Which brings us to a White House press release from earlier this week, the words of President Barack Obama:

I have made it clear that the United States of America wants to move beyond this past, and seeks a relationship with the Islamic Republic of Iran based upon mutual interests and mutual respect. We do not interfere in Iran's internal affairs.

The kidnapping and torture of our diplomats and soldiers at the embassy, not to mention the crushed knees and severed feet of a ballet dancer (and thousands others) due to religious intolerance? Water under the bridge! Besides, that's your business Iran, internal matters. Who are we to judge? Time to turn the page. Press the reset button. Now, about those mutual interests we have.

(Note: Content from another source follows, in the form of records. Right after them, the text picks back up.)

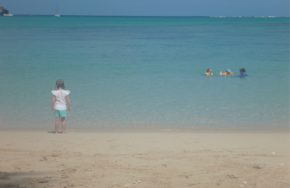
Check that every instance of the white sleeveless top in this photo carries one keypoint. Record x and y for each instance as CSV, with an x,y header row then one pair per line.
x,y
60,95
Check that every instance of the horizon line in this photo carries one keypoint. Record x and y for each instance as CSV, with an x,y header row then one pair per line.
x,y
93,15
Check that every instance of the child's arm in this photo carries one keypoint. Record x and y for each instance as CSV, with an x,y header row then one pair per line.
x,y
68,102
53,100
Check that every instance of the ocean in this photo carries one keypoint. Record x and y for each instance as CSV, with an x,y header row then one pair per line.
x,y
145,72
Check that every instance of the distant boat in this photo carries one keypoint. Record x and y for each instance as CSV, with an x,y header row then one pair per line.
x,y
9,14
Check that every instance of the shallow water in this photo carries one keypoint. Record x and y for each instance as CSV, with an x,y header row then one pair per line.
x,y
145,71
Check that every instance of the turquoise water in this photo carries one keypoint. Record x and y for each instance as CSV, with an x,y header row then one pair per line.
x,y
145,71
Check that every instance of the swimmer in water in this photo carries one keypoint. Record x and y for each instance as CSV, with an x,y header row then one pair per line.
x,y
243,73
209,72
228,72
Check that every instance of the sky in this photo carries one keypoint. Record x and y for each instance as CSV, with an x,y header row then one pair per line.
x,y
150,7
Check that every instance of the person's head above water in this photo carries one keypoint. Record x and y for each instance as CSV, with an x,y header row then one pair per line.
x,y
242,70
59,84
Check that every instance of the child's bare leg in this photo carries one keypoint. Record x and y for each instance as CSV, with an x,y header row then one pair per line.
x,y
56,123
63,124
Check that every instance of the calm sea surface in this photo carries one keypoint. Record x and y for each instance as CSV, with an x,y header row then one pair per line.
x,y
145,71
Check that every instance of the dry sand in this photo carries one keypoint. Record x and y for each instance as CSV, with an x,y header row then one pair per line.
x,y
149,159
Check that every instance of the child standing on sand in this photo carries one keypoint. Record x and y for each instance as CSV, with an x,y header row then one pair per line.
x,y
60,105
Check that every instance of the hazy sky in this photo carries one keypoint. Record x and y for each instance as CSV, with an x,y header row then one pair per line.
x,y
151,7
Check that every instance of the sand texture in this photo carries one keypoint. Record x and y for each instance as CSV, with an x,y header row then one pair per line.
x,y
150,159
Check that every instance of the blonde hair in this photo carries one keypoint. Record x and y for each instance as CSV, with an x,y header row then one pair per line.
x,y
59,84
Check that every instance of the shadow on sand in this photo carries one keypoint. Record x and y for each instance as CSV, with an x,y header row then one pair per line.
x,y
21,179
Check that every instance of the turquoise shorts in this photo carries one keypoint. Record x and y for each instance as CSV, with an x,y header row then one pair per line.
x,y
60,113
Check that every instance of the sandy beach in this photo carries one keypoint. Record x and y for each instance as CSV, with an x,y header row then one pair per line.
x,y
145,159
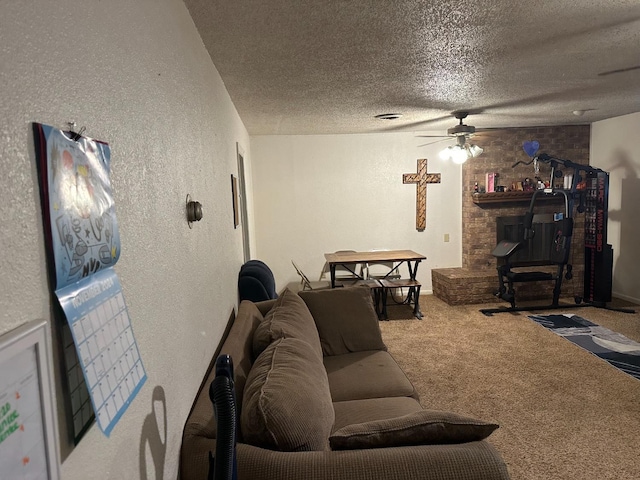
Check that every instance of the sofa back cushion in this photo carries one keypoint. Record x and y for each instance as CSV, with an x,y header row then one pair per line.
x,y
287,405
288,318
345,318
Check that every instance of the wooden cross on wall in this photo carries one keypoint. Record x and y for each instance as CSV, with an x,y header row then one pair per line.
x,y
421,179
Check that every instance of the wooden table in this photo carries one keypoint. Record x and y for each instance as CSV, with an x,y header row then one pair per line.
x,y
411,258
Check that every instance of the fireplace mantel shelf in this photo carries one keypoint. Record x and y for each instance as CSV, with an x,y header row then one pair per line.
x,y
511,197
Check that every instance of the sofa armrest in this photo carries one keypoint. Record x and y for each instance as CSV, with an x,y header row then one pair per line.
x,y
466,461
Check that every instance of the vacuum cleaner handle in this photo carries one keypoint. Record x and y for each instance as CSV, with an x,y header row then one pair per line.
x,y
222,394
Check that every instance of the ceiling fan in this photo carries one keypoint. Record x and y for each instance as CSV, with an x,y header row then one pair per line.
x,y
461,151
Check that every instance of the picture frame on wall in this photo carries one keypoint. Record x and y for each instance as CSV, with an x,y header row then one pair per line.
x,y
234,195
28,434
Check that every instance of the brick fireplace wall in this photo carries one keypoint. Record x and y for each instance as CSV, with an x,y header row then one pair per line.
x,y
477,279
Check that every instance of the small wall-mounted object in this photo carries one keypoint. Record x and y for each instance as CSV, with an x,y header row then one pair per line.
x,y
234,199
194,211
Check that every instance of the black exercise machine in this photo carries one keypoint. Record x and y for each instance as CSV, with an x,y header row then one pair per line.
x,y
553,242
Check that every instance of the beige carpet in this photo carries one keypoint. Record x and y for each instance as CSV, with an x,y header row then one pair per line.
x,y
563,413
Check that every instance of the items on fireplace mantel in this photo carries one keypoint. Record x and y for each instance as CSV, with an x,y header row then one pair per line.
x,y
511,197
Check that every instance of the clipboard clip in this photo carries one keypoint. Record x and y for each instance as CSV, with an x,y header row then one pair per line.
x,y
75,136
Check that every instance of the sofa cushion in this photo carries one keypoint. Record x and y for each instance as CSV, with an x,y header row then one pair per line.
x,y
287,405
288,318
346,319
369,409
426,427
371,374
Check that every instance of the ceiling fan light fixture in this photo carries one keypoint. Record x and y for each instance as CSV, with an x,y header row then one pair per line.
x,y
475,150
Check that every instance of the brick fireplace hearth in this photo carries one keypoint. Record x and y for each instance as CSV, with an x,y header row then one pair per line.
x,y
477,279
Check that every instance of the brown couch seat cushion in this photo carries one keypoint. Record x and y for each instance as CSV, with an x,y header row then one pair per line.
x,y
287,405
369,374
349,412
426,427
346,319
288,318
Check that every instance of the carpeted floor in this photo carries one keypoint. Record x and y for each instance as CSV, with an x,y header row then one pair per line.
x,y
564,414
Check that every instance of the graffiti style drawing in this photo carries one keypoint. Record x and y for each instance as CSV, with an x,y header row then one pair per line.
x,y
84,229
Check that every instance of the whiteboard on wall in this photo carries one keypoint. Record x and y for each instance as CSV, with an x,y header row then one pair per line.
x,y
28,437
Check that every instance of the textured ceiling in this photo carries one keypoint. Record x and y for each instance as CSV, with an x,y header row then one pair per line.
x,y
330,66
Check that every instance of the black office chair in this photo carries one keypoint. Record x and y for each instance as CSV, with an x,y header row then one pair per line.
x,y
256,282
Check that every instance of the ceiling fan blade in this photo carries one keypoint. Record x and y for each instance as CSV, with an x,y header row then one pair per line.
x,y
436,141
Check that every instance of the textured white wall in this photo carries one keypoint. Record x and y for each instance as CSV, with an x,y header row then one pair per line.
x,y
317,194
136,74
613,149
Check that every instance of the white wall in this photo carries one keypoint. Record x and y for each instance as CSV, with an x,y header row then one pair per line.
x,y
137,75
318,194
614,149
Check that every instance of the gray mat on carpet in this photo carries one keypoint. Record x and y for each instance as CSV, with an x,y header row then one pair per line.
x,y
610,346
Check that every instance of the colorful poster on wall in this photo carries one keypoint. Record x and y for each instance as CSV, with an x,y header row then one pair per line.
x,y
83,244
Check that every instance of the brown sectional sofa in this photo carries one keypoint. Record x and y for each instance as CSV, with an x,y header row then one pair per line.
x,y
319,397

I don't blame Obama for engaging with Iran. I wish we could ignore them, but these people are hell bent on acquiring nukes. They have to be dealt with. The problem is the naïveté and/or arrogance of assuming nothing in the past matters, we can ignore history. We can start fresh, all because of the presence of Obama, who will be able to charm the Iranians with shiny beads and shallow flattery like they were voters in an Iowa caucus.

It's clear Obama does not understand the nature of the Iranian government as well as Tajadod Pritschet does. Let's hope one doesn't have to metaphorically get their knees crushed and feet chopped off before wisdom is achieved

Speaking of Iranian exiles in the Twin Cities, the Stillwater Gazette had an article about another one, this time addressing a local junior high school classroom:

[Daryoush Allaei] is a Minnesota businessman who fled the Iranian Revolution when he was 21.

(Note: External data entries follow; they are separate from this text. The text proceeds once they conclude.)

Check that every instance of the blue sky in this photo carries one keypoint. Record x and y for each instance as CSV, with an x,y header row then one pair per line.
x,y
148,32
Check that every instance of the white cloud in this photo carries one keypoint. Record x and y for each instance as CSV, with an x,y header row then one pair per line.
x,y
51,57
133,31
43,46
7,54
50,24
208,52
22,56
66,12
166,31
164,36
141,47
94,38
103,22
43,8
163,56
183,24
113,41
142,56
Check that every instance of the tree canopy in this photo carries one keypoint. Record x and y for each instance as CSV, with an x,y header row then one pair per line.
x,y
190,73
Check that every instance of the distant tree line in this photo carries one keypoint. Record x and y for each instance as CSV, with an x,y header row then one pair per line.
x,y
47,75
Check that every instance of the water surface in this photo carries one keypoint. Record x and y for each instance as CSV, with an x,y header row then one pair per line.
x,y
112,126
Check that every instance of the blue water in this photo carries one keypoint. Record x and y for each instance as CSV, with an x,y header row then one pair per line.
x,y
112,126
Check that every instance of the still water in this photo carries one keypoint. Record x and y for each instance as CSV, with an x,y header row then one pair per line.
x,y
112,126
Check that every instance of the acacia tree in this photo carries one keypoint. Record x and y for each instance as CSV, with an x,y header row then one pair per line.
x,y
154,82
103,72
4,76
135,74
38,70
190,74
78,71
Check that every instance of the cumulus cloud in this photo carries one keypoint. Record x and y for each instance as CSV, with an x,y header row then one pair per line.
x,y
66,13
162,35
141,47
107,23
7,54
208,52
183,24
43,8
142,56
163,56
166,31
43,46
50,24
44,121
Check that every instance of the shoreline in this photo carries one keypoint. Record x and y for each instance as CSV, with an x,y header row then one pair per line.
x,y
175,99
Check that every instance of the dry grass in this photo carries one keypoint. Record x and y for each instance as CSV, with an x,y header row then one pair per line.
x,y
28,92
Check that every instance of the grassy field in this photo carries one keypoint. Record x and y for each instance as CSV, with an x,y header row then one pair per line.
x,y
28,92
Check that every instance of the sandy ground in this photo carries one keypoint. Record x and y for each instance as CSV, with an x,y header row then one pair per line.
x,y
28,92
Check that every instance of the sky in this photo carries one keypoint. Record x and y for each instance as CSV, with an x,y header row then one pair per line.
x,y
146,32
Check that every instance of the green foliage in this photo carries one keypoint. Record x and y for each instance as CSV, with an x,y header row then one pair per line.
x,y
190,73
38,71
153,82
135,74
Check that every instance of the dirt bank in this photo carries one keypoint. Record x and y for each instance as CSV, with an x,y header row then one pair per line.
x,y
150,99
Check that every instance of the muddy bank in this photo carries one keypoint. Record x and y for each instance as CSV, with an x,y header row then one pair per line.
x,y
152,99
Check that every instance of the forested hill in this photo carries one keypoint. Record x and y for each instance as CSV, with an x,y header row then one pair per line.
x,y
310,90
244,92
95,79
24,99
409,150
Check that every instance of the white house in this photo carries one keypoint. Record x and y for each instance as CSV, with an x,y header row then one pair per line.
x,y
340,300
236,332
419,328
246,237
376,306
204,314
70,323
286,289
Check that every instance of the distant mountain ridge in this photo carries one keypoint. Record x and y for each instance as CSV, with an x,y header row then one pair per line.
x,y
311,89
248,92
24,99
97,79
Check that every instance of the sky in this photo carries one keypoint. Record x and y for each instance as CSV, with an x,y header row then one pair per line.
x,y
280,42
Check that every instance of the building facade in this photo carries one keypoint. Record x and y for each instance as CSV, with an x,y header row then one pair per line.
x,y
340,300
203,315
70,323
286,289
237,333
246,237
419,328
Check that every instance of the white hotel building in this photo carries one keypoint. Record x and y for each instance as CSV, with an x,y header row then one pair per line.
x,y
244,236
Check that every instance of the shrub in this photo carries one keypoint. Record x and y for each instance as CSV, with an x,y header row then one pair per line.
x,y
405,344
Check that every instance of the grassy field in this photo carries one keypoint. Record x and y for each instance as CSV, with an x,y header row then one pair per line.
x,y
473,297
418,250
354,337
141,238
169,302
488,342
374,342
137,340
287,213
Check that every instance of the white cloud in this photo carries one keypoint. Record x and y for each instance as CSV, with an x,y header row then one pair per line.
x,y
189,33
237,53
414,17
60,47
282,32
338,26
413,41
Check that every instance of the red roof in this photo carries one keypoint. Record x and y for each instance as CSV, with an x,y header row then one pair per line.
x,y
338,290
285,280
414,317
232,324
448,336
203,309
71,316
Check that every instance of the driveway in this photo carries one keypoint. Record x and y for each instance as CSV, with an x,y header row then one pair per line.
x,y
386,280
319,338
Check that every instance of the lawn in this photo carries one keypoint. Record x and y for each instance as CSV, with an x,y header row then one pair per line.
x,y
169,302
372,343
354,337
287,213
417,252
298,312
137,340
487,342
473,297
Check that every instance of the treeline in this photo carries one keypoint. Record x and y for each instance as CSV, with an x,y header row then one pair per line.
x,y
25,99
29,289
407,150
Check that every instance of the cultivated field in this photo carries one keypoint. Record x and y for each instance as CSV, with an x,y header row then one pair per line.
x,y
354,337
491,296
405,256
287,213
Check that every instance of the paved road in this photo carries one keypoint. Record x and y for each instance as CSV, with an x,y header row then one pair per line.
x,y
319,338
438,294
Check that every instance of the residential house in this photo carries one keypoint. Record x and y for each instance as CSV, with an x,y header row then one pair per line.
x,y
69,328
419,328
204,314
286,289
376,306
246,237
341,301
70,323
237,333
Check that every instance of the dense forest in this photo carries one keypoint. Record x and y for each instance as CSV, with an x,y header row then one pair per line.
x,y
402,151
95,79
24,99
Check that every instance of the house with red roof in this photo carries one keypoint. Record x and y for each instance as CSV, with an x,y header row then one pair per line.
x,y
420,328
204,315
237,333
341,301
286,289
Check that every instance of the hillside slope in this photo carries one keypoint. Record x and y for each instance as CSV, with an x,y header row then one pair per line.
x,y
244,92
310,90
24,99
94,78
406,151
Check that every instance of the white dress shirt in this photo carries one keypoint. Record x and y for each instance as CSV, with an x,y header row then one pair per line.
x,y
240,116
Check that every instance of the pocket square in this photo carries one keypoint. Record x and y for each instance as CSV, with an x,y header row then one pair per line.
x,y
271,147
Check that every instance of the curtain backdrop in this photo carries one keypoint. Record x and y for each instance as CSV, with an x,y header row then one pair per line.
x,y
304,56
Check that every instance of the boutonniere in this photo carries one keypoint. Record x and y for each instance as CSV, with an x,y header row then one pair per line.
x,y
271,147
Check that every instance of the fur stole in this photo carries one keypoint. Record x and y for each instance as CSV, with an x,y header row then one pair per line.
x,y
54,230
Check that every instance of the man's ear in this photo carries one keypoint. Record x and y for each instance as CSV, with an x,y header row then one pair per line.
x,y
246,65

This Tuesday he's visiting Bob Manning's ninth-grade social studies class to explain the importance of respect for other cultures and humility with their own culture. It's a question of accepting nuance and complexity.

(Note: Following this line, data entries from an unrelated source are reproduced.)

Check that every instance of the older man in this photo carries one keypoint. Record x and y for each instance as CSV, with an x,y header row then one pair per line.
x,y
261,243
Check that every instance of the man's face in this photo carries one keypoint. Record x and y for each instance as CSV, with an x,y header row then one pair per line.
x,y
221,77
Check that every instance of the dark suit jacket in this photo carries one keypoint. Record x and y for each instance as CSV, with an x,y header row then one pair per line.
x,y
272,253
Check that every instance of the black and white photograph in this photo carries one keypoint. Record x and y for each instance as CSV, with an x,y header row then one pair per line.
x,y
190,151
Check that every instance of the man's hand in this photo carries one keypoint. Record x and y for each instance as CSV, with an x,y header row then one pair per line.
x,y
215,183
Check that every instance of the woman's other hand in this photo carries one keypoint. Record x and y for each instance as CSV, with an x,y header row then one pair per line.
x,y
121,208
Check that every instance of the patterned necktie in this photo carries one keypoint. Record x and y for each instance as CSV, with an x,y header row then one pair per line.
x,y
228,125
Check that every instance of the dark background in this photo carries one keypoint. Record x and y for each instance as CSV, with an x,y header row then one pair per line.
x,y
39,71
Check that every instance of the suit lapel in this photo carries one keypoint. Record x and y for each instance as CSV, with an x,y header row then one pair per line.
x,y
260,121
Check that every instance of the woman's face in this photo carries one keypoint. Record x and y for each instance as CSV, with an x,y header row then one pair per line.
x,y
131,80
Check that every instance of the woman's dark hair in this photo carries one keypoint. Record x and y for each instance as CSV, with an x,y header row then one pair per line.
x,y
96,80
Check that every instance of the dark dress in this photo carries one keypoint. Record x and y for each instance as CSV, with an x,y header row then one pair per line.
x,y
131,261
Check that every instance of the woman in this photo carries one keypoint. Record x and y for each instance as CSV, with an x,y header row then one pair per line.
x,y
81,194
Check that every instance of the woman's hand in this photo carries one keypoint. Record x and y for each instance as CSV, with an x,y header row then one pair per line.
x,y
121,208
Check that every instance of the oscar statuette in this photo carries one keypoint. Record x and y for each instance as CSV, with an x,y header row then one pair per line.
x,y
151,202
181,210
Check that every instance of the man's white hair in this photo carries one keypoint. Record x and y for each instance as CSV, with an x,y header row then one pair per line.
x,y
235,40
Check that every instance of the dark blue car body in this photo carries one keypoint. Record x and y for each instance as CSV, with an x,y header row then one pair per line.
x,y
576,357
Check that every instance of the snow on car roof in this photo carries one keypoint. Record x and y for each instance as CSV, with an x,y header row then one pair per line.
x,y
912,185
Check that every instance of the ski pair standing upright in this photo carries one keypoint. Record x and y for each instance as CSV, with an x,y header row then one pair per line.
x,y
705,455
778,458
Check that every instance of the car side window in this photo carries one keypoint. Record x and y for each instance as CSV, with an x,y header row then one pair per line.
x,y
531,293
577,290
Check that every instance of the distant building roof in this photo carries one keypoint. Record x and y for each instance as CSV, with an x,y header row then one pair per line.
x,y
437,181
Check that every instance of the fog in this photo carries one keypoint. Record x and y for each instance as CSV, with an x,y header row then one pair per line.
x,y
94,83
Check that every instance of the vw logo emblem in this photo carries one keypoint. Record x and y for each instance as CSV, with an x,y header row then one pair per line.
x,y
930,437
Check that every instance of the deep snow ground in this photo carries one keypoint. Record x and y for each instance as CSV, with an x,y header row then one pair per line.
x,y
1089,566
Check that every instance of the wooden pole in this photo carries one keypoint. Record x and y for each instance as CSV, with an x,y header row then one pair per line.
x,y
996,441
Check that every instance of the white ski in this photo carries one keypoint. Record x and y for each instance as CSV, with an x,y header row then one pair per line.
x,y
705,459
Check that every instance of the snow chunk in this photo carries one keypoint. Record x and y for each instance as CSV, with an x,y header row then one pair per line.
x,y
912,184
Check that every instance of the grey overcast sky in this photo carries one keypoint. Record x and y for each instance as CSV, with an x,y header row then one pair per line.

So how does this mutual respect, humility, nuance and complexity manifest itself?

"What's the Iranian government like?" The Stillwater Junior High student's question to Daryoush Allaei is frank, blunt even, and the Iranian speaker answers just as unequivocally.

"Ugly," he says. "If you want to know what (the Iranian) government is like, go study eight years of Bush and Cheney. They have no goodwill for others."

What is it about public schools and the spreading of Democrat party talking points? Even the Iranian exiles get caught up in it!

If there were any justice, the teacher would have walked over, inspected the dude's knees and feet for crushing and amputation by Bush and Cheney and upon finding no evidence, escorted this partisan hack off the premises. Sadly, there ain't no justice, at least in Stillwater:

Back in Stillwater, the students start gathering their books as the clock ticks down to the next period. Manning holds them still the final few seconds so Allaei can wrap up his speech.

As the next class starts in on a worksheet, Manning explains the subtleties that he hopes his students heard in Allaei's message: Learn about the world. Respect other cultures. Understand that there's more than one way to see something. This is what's needed to succeed.

It's true, there's more than one way to see something. Some believe Bush and Cheney are like Khomeini. On the other hand, some believe they are like Hitler. Class dismissed!